Score One for the Troll Patrol

A recent Supreme Court decision could close a Texas-sized legal loophole. SCU Law scholars Brian Love and Colleen Chien offered legal arguments that helped shape the case.

The scenario: A Silicon Valley startup is accused of infringing the patents of a New York company. They sue. Where’s the case heard—California or New York? Try Texas. Until now.

On May 22, 2017, the Supreme Court issued a unanimous decision and reversed a 1990 Federal Circuit ruling allowing patent holders to essentially pick whichever court jurisdiction they believed to be most advantageous to their side of the case. The world of innovation is populated by patent assertion entities (PAEs)—companies that obtain rights to patents to profit by means of licensing or litigation, not making things. They’ve earned the sobriquet “patent trolls.” Their favorite place to litigate: the Eastern District of Texas in the city of Tyler.

Now, any company alleging patent infringement needs to file where the alleged infringer is headquartered or incorporated. That’s the outcome in TC Heartland v. Kraft Foods. SCU scholars Brian Love and Colleen Chien were among the four leaders of an amicus brief signed by 61 law and economics professors arguing for the decision the Supreme Court reached.
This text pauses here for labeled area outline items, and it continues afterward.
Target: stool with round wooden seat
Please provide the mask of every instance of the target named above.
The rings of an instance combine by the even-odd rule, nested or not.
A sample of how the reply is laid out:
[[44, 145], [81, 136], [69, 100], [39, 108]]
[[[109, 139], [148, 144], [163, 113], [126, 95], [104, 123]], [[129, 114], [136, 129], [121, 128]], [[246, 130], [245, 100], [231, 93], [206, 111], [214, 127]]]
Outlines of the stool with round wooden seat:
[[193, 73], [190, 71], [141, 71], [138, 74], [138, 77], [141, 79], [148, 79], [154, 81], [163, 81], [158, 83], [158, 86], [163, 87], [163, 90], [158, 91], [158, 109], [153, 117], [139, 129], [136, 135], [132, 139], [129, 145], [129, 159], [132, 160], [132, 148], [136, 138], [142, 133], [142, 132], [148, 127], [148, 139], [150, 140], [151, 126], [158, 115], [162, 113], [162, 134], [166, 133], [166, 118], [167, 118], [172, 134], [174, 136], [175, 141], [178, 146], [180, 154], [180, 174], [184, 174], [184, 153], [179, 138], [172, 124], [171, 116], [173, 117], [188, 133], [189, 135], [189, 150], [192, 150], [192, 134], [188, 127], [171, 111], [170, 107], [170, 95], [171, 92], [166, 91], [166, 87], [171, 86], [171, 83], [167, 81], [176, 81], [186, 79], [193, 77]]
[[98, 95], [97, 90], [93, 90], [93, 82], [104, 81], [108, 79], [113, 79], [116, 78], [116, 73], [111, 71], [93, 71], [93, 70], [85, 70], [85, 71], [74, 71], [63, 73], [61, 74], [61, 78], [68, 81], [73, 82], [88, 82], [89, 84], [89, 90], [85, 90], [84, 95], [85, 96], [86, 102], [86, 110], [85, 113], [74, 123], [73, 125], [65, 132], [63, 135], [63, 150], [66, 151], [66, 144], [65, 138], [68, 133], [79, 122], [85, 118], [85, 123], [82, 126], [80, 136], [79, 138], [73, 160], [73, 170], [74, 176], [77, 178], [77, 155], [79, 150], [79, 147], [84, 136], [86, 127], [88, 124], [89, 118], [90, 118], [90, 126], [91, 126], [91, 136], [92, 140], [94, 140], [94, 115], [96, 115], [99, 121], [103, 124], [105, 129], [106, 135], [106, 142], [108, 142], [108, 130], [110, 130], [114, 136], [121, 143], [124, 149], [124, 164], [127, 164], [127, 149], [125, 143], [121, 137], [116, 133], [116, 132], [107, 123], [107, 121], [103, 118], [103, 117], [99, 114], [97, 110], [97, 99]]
The group denounced the “rampant forum shopping” that was happening, and urged the court to remedy the “dubious interpretation” that allowed it.

Chien has spent years quantifying the impact of PAEs on small businesses. She also co-authored a study that was cited by both sides in the Heartland case. That study quantifies how drastically case distributions would change should the Supreme Court change the law. Closing the Texas loophole should give relief to 68 percent of small- and medium-sized businesses on the receiving end of patent lawsuits filed there.

Love, an intellectual-property expert and co-director of the High Tech Law Institute, co-authored a study analyzing the reasons PAEs and others flock to this district. His work was cited by U.S. Senator Orrin Hatch, a senior member of the Judiciary Committee, in an op-ed in Wired urging the Supreme Court to decide as it did.

This may not be the end of the matter. “The old law was clearly plaintiff-friendly and encouraged trolls,” Chien notes. “But now, the rules are going to be seen by powerful constituents such as pharmaceutical companies and universities as overly friendly to defendants.”

If these constituents lobby their lawmakers to make it easier to fight such cases in their own home districts, more changes will be afoot.